Price Elasticity of Demand and Market Segmentation
This page delves into the concepts of price elasticity of demand (PED) and market segmentation, crucial topics in AQA A Level Business Studies Marketing Topic 3.
Price Elasticity of Demand (PED) is explained as the responsiveness of demand to changes in price. The formula is presented as:
PED = Percentage change in Quantity Demanded / Percentage change in Price
Definition: Inelastic products are those where demand changes little with price changes, typically necessities or highly differentiated goods.
Example: Elastic products, such as impulse buys or goods with many substitutes, see demand change significantly with price fluctuations.
The page introduces the law of demand, stating that as price increases, quantity demanded generally decreases.
Income Elasticity of Demand (YED) is also covered, showing how demand changes with income:
YED = Percentage change in Quantity Demanded / Percentage change in Real Income
Vocabulary: Normal goods have positive income elasticity, while inferior goods have negative income elasticity.
Market segmentation is presented as a crucial marketing strategy, with various bases for segmentation including demographic, geographic, and behavioral factors.
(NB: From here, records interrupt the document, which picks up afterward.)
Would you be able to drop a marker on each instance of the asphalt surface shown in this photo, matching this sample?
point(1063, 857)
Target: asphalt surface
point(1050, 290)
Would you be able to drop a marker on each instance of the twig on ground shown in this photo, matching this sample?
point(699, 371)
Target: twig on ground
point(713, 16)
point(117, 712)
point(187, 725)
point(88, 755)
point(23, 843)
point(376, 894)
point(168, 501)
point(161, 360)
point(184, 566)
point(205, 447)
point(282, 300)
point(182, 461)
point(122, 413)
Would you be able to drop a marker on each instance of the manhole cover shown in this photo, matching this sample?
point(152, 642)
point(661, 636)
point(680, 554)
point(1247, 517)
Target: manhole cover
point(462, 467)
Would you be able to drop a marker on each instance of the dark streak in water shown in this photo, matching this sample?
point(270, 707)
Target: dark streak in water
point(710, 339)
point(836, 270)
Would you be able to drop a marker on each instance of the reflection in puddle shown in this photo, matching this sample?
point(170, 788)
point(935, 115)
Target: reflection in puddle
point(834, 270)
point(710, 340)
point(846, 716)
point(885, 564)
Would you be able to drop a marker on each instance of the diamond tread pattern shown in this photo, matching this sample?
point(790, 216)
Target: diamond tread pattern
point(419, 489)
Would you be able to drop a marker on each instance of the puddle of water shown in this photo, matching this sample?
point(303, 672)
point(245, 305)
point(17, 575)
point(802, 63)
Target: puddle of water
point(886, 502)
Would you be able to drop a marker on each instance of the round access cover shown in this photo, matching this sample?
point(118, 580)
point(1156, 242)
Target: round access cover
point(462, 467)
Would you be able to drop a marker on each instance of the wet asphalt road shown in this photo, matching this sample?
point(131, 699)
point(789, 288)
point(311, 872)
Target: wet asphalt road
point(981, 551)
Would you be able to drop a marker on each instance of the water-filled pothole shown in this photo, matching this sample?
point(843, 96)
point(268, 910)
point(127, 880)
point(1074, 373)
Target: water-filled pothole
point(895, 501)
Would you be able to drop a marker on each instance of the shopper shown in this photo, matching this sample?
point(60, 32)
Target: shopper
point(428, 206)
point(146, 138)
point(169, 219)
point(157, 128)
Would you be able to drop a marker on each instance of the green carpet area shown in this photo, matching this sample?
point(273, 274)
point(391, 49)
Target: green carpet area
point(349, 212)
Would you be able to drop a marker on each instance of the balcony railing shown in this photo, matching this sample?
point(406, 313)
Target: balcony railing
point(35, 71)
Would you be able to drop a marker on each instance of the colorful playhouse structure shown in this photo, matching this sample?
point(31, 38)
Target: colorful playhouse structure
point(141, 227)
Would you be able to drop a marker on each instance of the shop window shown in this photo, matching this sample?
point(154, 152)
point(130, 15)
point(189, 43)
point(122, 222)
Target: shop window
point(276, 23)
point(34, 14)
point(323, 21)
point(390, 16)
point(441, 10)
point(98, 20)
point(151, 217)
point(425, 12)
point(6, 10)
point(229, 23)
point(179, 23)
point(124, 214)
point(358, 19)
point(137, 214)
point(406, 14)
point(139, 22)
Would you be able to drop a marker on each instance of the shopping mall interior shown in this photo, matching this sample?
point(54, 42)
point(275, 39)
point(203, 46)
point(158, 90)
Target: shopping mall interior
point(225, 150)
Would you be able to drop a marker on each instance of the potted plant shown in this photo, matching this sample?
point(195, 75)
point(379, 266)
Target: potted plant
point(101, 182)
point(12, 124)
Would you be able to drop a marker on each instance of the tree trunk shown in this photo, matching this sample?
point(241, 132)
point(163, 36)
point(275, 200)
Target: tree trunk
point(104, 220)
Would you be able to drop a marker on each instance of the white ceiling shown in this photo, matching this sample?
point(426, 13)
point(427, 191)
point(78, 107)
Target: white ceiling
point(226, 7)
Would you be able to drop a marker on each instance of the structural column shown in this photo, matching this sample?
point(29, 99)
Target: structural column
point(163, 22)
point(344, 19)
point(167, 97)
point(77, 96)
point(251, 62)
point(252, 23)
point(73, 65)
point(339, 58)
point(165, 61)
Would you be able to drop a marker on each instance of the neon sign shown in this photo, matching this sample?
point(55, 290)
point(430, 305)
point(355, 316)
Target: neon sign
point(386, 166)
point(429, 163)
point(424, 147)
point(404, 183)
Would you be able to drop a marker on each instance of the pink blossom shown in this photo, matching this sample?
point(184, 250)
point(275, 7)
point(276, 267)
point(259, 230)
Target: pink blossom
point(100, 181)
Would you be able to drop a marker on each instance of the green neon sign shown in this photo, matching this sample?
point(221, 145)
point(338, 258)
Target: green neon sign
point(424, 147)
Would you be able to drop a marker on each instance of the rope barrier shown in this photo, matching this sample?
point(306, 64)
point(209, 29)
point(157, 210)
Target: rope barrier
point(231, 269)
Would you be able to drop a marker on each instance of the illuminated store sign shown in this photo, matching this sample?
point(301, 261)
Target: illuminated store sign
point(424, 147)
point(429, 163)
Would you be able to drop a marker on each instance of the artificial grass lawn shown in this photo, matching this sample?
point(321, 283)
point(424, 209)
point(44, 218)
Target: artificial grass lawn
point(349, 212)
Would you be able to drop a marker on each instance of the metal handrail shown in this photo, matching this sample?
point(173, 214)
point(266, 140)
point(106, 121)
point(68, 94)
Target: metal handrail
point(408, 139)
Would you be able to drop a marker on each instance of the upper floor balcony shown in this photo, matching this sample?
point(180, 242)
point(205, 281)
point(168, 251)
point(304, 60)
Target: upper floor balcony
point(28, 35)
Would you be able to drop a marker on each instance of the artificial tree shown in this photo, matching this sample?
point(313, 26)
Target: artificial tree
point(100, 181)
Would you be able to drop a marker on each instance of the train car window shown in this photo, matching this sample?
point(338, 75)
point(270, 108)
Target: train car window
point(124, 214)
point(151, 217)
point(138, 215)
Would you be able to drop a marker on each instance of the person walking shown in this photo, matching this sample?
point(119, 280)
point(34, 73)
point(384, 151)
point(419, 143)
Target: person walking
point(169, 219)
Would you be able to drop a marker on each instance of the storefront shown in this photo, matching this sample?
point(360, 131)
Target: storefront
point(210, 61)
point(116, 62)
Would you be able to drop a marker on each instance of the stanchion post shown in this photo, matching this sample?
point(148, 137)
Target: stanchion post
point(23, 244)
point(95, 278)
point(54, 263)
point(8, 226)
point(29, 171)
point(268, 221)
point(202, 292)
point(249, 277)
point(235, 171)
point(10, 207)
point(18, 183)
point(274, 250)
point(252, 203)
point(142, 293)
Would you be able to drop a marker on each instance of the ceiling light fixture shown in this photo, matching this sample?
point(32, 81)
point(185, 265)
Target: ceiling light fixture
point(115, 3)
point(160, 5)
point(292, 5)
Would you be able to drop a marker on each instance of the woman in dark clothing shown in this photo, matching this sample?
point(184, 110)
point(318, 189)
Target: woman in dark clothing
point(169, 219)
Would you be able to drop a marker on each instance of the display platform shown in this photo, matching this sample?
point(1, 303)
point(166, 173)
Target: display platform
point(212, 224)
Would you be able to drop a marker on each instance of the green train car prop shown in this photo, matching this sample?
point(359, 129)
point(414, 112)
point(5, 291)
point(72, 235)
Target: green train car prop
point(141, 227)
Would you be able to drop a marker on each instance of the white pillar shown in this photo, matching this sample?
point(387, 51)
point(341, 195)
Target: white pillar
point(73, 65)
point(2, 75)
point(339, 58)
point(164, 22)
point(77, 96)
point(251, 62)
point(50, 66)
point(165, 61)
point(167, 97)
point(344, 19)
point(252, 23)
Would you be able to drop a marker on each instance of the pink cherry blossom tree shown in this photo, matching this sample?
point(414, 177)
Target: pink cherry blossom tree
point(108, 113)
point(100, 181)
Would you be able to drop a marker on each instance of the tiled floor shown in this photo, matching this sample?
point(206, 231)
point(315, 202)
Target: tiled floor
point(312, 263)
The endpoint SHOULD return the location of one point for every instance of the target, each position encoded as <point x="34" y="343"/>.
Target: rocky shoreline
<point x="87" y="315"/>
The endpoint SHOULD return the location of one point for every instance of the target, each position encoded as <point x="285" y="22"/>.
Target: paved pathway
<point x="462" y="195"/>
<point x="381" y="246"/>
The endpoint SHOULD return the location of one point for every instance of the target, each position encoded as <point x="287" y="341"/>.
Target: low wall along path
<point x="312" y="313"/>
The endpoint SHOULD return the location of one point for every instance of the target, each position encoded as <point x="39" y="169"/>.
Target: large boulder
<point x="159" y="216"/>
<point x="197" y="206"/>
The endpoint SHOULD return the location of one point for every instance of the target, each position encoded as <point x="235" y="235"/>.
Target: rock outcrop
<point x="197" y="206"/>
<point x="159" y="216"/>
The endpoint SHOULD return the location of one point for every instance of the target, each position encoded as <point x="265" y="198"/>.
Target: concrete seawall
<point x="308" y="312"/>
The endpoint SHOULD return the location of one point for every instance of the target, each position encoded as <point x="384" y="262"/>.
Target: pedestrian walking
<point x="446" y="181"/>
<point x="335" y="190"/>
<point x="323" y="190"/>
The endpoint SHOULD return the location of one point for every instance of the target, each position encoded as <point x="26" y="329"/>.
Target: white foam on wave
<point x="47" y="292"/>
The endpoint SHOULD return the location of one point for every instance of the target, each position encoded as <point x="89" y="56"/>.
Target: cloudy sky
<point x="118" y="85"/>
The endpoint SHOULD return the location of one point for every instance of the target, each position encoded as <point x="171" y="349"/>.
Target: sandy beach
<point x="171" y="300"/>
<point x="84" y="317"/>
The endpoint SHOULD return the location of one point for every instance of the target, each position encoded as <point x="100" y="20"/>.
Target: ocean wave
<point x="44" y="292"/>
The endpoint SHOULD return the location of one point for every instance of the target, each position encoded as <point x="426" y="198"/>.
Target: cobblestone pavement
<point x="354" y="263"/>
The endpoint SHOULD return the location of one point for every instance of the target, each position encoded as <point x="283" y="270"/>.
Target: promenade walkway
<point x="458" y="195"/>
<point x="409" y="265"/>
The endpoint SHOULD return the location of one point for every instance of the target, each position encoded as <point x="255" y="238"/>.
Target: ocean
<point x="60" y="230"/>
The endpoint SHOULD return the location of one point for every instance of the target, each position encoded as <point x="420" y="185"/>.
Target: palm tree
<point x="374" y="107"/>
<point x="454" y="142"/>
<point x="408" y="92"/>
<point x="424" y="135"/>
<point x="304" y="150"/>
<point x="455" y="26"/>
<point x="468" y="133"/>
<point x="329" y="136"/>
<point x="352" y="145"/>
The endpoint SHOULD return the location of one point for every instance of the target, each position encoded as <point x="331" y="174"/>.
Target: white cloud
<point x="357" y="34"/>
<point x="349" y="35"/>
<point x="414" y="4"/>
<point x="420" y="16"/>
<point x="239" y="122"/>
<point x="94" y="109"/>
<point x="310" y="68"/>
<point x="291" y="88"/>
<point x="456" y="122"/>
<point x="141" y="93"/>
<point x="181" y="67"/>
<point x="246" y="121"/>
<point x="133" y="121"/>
The text outlines three approaches to marketing segments:
- Undifferentiated marketing (mass marketing)
- Differentiated marketing (targeting several segments)
- Concentrated marketing (focusing on one or two segments)
Highlight: The extended Marketing Mix (7Ps) is introduced: Product, Price, Place, Promotion, People, Process, and Physical Environment.
This comprehensive overview provides students with essential knowledge for understanding consumer behavior and market dynamics in AQA A Level Business Studies.